Date: 20 January 2018

Translation by Iran Press Watch

HRANA News Agency – Neda Eshraghi Boroujani, a computer science student at Kashan National University, was expelled from university this month due to being a Bahá’í.

Based on a report by HRANA News Agency, as cited by the Human Rights in Iran Campaign, the Security Office of Kashan University contacted Neda Eshraghi in mid-December 2017. After having her confirm in writing her belief in the Bahá’í Faith, they confiscated her student ID without providing any specific explanation or written ruling.

Neda Eshraghi Boroujani was born in 1996 and lives in Esfahan. She was accepted into Kashan National University as a computer science major in September 2015.

On 18 January, an informed source told the Campaign: “The Security Office of the university contacted Ms. Eshraghi on 19 December 2017. When she finally went to the Security Office on 23 December, she was asked to write on the provided form that she believes in the Bahá’í Faith and to sign it. After that, Ms. Eshraghi’s student ID was confiscated without any specific explanation.”

After confiscating her student ID, the University officials blocked her access to the university website and prohibited her from entering the student dormitory.

The informed source reported that after Ms.

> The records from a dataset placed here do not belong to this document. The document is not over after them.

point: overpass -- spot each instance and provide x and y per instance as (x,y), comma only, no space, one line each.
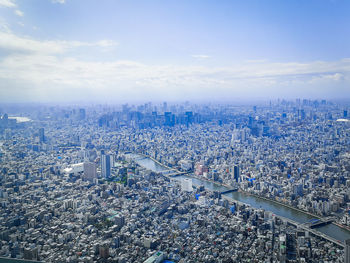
(319,222)
(229,191)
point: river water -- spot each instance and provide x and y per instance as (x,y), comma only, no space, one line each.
(279,210)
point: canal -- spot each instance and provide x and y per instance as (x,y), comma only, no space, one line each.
(256,202)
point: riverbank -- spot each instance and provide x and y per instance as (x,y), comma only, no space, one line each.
(281,203)
(333,232)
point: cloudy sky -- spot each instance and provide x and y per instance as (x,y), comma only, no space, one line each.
(200,50)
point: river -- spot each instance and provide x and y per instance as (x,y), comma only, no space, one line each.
(279,210)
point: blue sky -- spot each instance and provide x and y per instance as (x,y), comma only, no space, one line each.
(117,51)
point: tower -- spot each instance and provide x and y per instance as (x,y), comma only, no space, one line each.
(236,173)
(41,135)
(347,251)
(89,171)
(106,165)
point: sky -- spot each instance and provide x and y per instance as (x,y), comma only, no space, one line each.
(173,50)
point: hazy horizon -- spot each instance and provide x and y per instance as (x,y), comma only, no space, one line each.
(65,51)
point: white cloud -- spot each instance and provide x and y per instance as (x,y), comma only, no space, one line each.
(12,43)
(48,70)
(59,1)
(201,56)
(19,12)
(7,3)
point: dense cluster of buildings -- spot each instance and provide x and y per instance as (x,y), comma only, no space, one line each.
(69,194)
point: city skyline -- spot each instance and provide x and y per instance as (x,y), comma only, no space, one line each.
(119,51)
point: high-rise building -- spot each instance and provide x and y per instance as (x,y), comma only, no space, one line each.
(106,165)
(186,185)
(82,114)
(236,173)
(41,135)
(89,171)
(347,251)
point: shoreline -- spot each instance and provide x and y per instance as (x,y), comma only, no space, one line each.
(263,198)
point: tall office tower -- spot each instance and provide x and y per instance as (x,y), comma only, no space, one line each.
(186,185)
(41,135)
(106,165)
(236,173)
(347,251)
(89,171)
(82,114)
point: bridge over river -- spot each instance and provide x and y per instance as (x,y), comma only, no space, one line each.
(326,229)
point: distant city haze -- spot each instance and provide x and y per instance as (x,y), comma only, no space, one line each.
(128,51)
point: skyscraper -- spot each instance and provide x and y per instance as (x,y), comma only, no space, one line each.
(41,135)
(106,165)
(89,171)
(347,251)
(236,173)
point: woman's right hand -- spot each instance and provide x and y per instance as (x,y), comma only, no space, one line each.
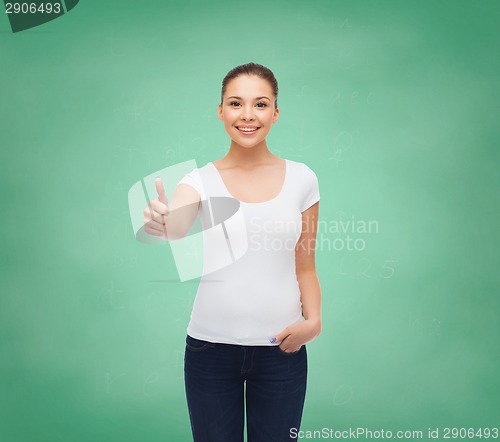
(156,214)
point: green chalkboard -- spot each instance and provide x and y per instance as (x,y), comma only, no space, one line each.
(393,104)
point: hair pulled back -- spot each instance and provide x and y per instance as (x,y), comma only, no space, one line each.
(252,69)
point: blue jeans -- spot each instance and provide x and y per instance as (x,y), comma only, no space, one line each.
(215,375)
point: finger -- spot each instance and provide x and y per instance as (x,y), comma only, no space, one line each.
(154,225)
(161,190)
(280,336)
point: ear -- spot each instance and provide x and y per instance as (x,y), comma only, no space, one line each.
(219,112)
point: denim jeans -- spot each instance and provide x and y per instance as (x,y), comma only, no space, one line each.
(222,380)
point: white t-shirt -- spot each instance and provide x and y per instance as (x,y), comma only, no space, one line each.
(257,295)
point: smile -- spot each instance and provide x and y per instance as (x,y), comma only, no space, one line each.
(248,130)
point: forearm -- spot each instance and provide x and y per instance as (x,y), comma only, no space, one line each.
(310,296)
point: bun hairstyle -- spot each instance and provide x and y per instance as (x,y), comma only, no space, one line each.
(252,69)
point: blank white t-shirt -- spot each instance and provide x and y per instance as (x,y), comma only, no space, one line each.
(256,296)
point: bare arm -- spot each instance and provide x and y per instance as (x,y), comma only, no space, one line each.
(305,263)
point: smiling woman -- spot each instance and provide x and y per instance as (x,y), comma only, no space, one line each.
(246,339)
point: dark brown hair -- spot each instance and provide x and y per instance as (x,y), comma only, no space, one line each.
(252,69)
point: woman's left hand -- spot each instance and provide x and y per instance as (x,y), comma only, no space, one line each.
(294,336)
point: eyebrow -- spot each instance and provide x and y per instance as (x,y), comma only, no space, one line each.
(239,98)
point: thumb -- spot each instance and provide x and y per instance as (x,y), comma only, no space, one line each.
(280,336)
(161,190)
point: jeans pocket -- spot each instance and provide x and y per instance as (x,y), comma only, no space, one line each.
(194,344)
(289,353)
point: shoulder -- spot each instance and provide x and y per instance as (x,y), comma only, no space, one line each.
(301,169)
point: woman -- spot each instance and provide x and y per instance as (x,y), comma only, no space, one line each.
(245,347)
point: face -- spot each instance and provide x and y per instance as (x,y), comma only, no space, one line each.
(247,110)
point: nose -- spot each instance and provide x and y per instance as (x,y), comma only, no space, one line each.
(247,113)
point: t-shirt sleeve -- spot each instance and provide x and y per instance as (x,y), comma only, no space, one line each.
(193,179)
(311,189)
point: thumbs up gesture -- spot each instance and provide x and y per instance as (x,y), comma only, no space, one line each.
(156,214)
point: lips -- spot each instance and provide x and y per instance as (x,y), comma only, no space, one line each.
(247,130)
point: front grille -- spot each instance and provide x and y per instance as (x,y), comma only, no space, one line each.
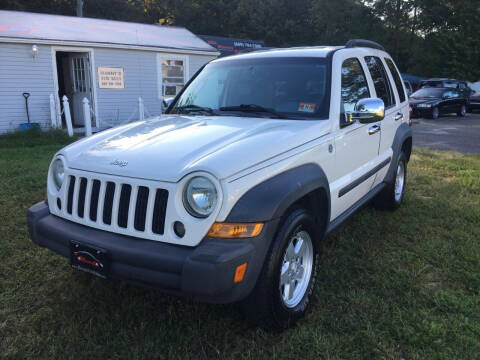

Eshraghi repeated follow up about her status, University officials told her verbally that she had been expelled because of her belief in the Bahá’í Faith and that she should follow up the matter with the Educational Measurement and Evaluation Organization.

This source also reported that Sara Shakib, a Statistics major student at Kashan National University, was also expelled in the same manner during her first semester in 2015. Mona Eshraghi Boroujani (Neda’s sister) received an “incomplete file” excuse when the results of the national university entrance exam were announced and was not permitted to enroll in university.

Preventing Bahá’í citizens from access to higher education has been an ongoing practice since the Cultural Revolution occurred in Iran, 1982. Despite an emphasis on the right to education in Iranian Constitution, Bahá’í citizens have been deprived of higher education based on a February-March 1991 ruling of the Supreme Council of Cultural Revolution (a council formed to turn the universities into Islamic institutions), which was also sanctioned by the supreme leader of Iran, Ali Khamenehie.  In section three of this ruling, it is stated: “If it is confirmed they are Bahá’ís whether at the time of entrance to the university or during the course of their education, they should be deprived.”

Bahá’í citizens who have successfully sat their entrance exams routinely receive an “incomplete file” message when the results are announced, which prevents their enrollment in university.  Baha’i students who do manage to enroll and being their studies face expulsion as experienced by Ms. Eshraghi.  Security Forces in Iran even oppose the independent online university of the Bahá’í citizens (BIHE), and has made many efforts to dissolve this university, including sentencing its instructors to long prison sentences.

Vafa Hoveidaie, a Physics major student at Tehran Poly-Technic University and Sadaf Vojdani, a Bahá’í student of Architecture newly enrolled at Razi University in Kermanshah in 2017, are among other Bahá’í students deprived of higher education this year.

In 2017, HRANA published a lengthy list of the Bahá’í youth who had been denied higher education during the entrance exam process.

In October 2017, the Judiciary Power of Iran sentenced three Bahá’í students to five years imprisonment each, after depriving them of education. These students were charged with spreading lies and conspiracy to act against national security, after contesting expulsions and discrimination, and writing letters to Iran’s President.